Discours du 8 juillet 1801 de Toussaint Louverture, gouverneur de Saint-Domingue, lors de la proclamation de la Constitution de 1801



Peuple de Saint-Domingue,

La constitution coloniale pour cette île importante vient de m’être remise par l’assemblée centrale, composée de législateurs qui, en vertu de ma proclamation du 16 pluviôse dernier, se sont réunis pour établir les lois qui doivent nous régir et nous gouverner. Je l’ai lue avec attention, cette loi, et persuadé qu’elle doit faire le bonheur de mes concitoyens, puisqu’elle est fondée sur les bonnes mœurs, sur les localités, et principalement sur la religion, je l’approuve.

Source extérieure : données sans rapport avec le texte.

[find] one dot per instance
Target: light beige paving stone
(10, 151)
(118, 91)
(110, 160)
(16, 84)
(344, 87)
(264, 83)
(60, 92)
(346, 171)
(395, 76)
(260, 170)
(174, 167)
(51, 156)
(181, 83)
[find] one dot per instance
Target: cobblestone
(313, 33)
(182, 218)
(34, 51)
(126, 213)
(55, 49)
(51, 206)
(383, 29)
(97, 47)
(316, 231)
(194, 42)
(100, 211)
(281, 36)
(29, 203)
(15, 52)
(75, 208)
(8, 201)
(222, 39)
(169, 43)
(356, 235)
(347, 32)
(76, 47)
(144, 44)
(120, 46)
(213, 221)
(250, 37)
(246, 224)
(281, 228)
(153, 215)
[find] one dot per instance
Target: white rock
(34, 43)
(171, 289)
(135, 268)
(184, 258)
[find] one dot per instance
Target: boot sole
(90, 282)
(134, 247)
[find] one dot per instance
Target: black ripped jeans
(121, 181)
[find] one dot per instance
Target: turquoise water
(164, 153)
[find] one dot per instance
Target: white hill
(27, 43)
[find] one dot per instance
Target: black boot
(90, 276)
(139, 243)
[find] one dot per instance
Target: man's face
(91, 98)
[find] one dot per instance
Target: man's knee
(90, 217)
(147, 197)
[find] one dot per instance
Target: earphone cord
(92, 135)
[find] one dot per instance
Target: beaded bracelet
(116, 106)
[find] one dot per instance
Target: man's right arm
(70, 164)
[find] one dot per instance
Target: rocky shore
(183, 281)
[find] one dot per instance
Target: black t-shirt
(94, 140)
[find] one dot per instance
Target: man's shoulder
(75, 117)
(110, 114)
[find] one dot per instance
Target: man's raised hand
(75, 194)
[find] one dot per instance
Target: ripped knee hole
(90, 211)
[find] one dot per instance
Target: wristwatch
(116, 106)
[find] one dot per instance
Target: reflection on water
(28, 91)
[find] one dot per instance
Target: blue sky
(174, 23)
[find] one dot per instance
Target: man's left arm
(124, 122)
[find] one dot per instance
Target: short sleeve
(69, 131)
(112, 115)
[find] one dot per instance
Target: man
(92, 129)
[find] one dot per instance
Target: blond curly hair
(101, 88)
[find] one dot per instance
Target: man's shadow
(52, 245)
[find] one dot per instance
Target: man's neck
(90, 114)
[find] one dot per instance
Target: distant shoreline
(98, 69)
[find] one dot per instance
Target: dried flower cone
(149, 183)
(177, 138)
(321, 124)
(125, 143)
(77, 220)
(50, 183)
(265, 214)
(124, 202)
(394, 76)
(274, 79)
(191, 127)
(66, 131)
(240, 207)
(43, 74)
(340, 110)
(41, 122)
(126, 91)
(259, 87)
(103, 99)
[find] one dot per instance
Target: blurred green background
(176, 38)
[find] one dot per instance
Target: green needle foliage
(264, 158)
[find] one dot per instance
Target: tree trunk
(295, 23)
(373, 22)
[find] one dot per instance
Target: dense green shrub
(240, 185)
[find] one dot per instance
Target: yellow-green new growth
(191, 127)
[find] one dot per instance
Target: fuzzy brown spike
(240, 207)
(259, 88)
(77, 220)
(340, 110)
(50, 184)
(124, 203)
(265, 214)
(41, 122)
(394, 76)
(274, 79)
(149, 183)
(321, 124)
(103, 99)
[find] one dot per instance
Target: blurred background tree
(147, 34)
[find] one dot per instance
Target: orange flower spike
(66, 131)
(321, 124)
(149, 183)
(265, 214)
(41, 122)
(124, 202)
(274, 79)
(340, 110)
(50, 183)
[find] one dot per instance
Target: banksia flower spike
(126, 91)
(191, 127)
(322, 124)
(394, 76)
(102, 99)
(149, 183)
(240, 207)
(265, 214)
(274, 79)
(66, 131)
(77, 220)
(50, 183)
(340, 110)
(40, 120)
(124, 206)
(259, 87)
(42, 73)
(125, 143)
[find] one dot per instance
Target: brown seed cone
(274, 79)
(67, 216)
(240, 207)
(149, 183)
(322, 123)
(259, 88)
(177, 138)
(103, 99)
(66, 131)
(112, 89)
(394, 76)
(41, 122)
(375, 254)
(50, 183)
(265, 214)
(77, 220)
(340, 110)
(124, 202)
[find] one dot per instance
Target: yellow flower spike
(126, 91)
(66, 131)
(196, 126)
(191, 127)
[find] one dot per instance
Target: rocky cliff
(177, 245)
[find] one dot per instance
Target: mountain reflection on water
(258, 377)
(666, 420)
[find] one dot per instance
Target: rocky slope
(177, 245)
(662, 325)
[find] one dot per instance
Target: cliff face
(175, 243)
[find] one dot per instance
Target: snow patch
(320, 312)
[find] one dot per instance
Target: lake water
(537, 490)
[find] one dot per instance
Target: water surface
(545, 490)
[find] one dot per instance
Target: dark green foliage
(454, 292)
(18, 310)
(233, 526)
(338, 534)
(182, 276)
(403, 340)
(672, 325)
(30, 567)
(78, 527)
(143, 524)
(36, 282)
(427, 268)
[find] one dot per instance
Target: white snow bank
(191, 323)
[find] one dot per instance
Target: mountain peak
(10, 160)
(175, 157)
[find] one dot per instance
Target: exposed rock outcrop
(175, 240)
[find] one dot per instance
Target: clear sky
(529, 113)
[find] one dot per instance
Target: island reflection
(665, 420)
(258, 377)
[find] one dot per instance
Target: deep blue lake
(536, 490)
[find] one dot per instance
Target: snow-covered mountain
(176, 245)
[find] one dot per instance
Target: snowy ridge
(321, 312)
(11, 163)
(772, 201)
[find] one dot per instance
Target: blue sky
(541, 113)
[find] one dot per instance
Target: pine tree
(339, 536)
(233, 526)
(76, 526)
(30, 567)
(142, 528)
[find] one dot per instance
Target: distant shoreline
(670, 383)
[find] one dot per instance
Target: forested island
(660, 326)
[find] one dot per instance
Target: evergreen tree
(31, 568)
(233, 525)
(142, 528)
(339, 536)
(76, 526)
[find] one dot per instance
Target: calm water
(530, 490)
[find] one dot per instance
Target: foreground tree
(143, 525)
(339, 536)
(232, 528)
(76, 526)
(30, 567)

Mais, quand je considère que je suis chargé de faire exécuter ces lois constitutionnelles, je vois que ma tâche est plus pénible que n’a été celle des législateurs. Néanmoins, je l’annonce, quelque vaste que soit cette carrière, je ferai mon possible pour la parcourir. O vous, mes concitoyens, de tout âge, de tout étal, et de toutes couleurs, vous êtes libres, et la constitution qui m’est remise aujourd’hui doit éterniser votre liberté. Prosternons-nous d’abord devant le Créateur de l’univers, pour le remercier d’un bienfait si précieux.

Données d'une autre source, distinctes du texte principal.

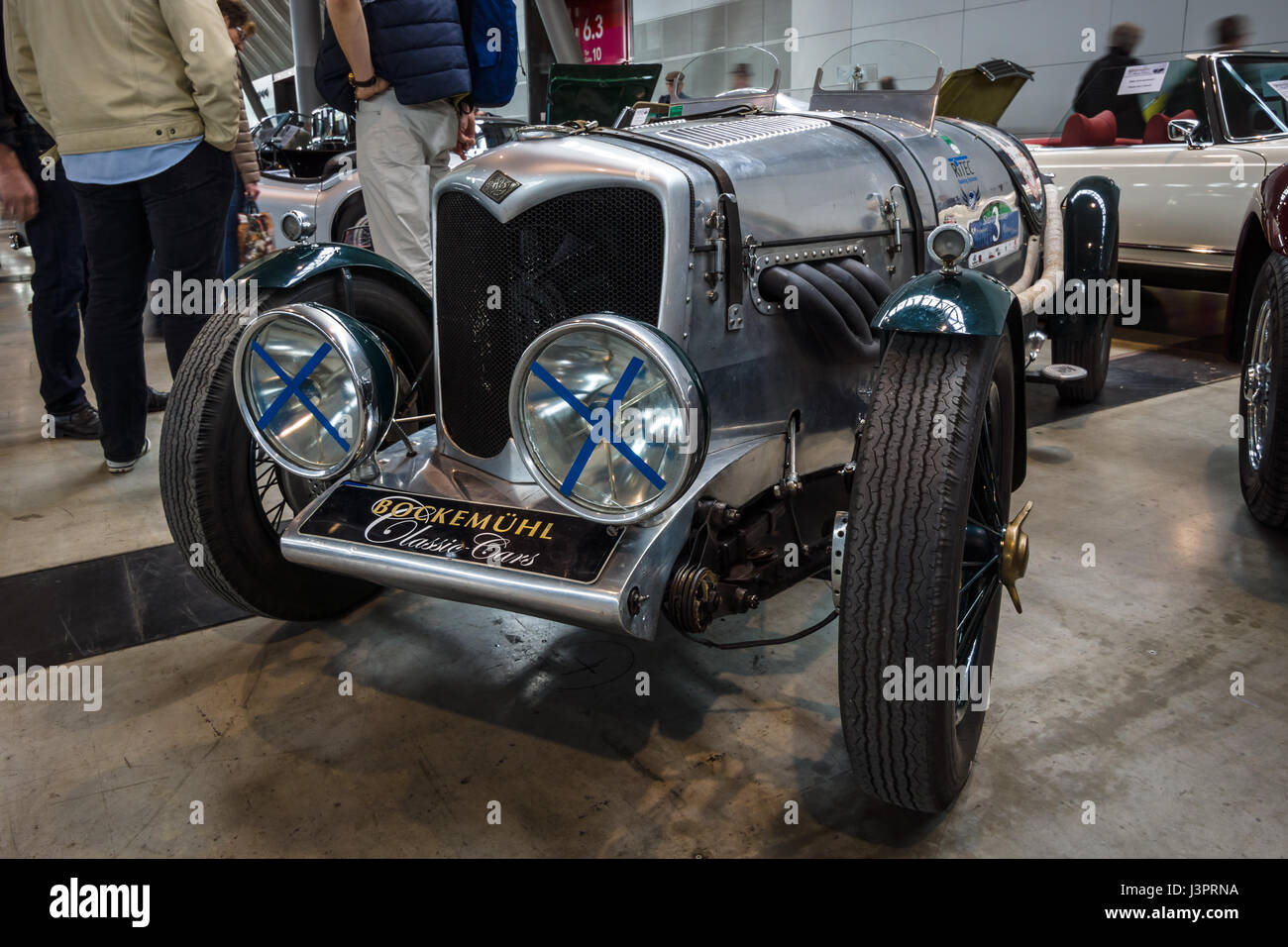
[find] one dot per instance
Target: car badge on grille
(500, 185)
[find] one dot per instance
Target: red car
(1257, 335)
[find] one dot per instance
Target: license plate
(549, 544)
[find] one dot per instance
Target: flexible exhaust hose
(823, 318)
(858, 292)
(1052, 254)
(872, 282)
(841, 300)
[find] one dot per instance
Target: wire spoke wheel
(1263, 397)
(982, 549)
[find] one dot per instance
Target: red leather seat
(1155, 131)
(1096, 132)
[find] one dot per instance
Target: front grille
(596, 250)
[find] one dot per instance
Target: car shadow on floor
(580, 689)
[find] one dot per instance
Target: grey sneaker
(127, 466)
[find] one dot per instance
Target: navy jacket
(419, 46)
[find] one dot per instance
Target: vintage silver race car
(668, 372)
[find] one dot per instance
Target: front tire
(224, 500)
(1263, 398)
(922, 561)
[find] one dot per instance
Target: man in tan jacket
(141, 98)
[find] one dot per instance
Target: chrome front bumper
(640, 564)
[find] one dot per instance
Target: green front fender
(965, 303)
(283, 269)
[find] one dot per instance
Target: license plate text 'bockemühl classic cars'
(552, 544)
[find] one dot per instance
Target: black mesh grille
(596, 250)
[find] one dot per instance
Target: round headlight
(316, 388)
(609, 416)
(297, 226)
(948, 244)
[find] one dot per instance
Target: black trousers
(178, 215)
(58, 283)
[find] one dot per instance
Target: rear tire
(211, 486)
(1263, 398)
(921, 479)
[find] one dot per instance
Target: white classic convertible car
(1210, 128)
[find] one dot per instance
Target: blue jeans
(178, 213)
(58, 283)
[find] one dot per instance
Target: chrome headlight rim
(365, 359)
(683, 380)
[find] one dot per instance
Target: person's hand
(465, 134)
(17, 193)
(373, 90)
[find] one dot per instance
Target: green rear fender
(965, 303)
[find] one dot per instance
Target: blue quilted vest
(416, 44)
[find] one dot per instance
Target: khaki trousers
(402, 154)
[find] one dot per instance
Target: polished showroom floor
(1113, 688)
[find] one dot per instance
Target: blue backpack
(493, 52)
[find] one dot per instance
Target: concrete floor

Je dois vous parler le langage de la vérité. Cette constitution assure à chaque individu la jouissance de ses droits ; elle exige de chaque citoyen la pratique des vertus, comme elle appelle aussi dans nos climats le règne des bonnes mœurs et de la religion divine de Jésus-Christ. Ainsi donc, magistrats, servez d’exemple au peuple dont vous devez, être toujours les pères et les défenseurs. Que la probité comme la droiture dirigent vos actions et dictent vos sentences ; vous vous attirerez l’estime de vos concitoyens ; c’est la plus douce consolation qu’un homme en place puisse désirer.

Braves militaires, généraux, officiers, sous-officiers et soldats, observez la discipline et la subordination activez la culture, obéissez à vos chefs, défendez et soutenez la constitution, contre les ennemis intérieurs et extérieurs qui chercheraient à l’attaquer. Que votre devise soit sans cesse la bravoure, et votre guide l’honneur ; vous mériterez bien de la patrie.

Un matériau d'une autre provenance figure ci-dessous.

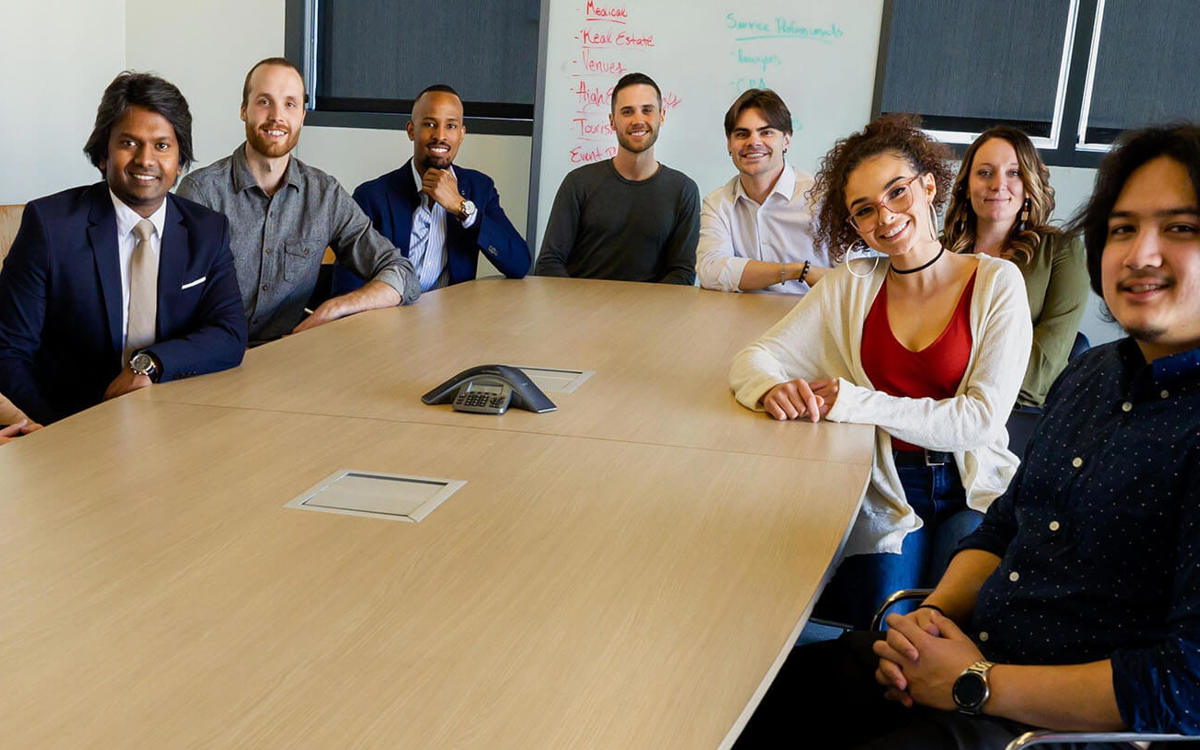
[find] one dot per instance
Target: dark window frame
(1065, 154)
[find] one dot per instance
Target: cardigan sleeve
(972, 418)
(802, 345)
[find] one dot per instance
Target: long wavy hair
(1024, 238)
(897, 133)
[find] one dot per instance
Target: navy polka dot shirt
(1099, 535)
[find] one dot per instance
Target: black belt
(922, 457)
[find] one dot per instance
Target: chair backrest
(10, 221)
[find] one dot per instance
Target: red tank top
(934, 372)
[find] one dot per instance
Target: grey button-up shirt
(279, 240)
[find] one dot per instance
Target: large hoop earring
(859, 246)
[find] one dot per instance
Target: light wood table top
(575, 593)
(661, 354)
(628, 571)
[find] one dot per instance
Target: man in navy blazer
(73, 328)
(441, 216)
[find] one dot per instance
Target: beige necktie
(143, 292)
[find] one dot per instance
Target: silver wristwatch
(143, 364)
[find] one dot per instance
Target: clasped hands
(923, 654)
(799, 397)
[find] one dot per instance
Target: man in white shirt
(756, 231)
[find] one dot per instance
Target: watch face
(970, 690)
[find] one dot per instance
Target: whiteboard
(817, 54)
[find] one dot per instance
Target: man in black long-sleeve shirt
(1077, 603)
(628, 219)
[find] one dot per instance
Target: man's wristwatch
(143, 363)
(971, 689)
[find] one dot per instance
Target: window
(1072, 73)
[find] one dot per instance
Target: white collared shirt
(127, 219)
(436, 249)
(733, 229)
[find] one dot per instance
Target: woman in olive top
(1001, 205)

Cultivateurs, fuyez l’oisiveté ; elle est la mère des vices ; gardez-vous principalement de vous laisser séduire par des hommes aussi malintentionnés que malveillans. Vous trouverez dans tous les temps, en moi, comme dans les généraux, mes représentansles répresseurs de l’injustice et des abus.

Habitans industrieux des villes, soyez soumis aux lois ; elles ne cesseront d’être votre protection et votre égide.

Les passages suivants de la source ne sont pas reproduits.